Dalam rangka menghadapi hal tersebut, OJK berharap agar BPR/S di Jawa Timur selalu dapat menemukan peluang yang ada di balik tantangan tersebut. "Di era disrupsi ekonomi saat ini, kita semua harus agile (tangkas/cekatan) dan mampu melakukan shifting (perubahan) agar dapat tetap bisa bertahan dalam industri."
Revolusi industri 4.0 telah merubah paradigma masyarakat dan transformasi digital telah memasuki seluruh sendi kehidupan masyarakat, sehingga mampu merubah gaya hidup.Kemudahan dan kecepatan dalam memperoleh layanan sudah menjadi tuntutan dan kebutuhan masyarakat saat ini, terutama bagi generasi millennial.
Ini semua adalah peluang yang harus ditangkap oleh BPR/S sehingga inovasi dan kreativitas yang tinggi dalam mengembangkan produk dan layanan perbankan merupakan faktor yang sangat menentukan keberhasilan BPR/S dalam memanfaatkan peluang-peluang tersebut.

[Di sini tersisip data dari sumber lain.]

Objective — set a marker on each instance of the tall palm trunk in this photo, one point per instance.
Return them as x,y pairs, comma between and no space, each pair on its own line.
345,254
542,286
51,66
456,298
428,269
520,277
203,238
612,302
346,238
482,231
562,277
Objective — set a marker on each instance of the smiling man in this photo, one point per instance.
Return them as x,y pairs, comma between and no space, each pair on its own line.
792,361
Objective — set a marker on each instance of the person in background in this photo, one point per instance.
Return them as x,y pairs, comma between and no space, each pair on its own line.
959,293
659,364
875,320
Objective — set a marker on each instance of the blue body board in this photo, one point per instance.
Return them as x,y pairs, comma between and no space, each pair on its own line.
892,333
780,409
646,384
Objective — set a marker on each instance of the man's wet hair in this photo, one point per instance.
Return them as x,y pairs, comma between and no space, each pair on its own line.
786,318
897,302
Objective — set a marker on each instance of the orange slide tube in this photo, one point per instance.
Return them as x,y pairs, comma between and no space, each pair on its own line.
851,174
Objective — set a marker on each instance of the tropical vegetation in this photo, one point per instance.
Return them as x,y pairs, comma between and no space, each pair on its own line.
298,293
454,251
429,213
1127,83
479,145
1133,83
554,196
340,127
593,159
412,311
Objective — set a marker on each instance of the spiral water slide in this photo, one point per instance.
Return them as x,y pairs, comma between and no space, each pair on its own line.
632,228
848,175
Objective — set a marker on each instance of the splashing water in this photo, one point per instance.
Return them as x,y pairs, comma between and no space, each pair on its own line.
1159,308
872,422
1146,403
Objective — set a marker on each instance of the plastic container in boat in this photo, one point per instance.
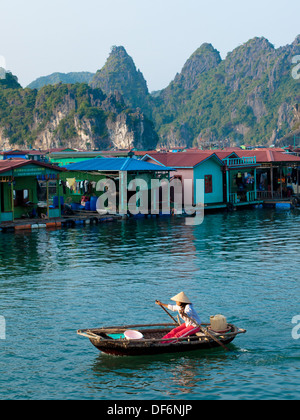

Heru Cahyono menambahkan bahwa BPR/S memiliki berbagai kendala untuk melakukan transformasi digital. Biaya investasi dan operasional yang tinggi serta kesiapan SDM adalah permasalahan utama yang harus diselesaikan oleh BPR/S di tengah kendala keterbatasan modal dan dukungan Pemegang Saham.
Untuk mengatasi kendala-kendala tersebut, BPR/S dapat melakukan kolaborasi dengan mengembangkan platform bersama (platform based), baik dengan sesama BPR/S dalam satu industri, maupun berkolaborasi dengan bank umum atau lembaga jasa keuangan lainnya seperti Fintech.
Hal itu penting karena sinergi dan kolaborasi merupakan salah satu kunci utama keberhasilan perusahaan untuk dapat survive dalam era disrupsi.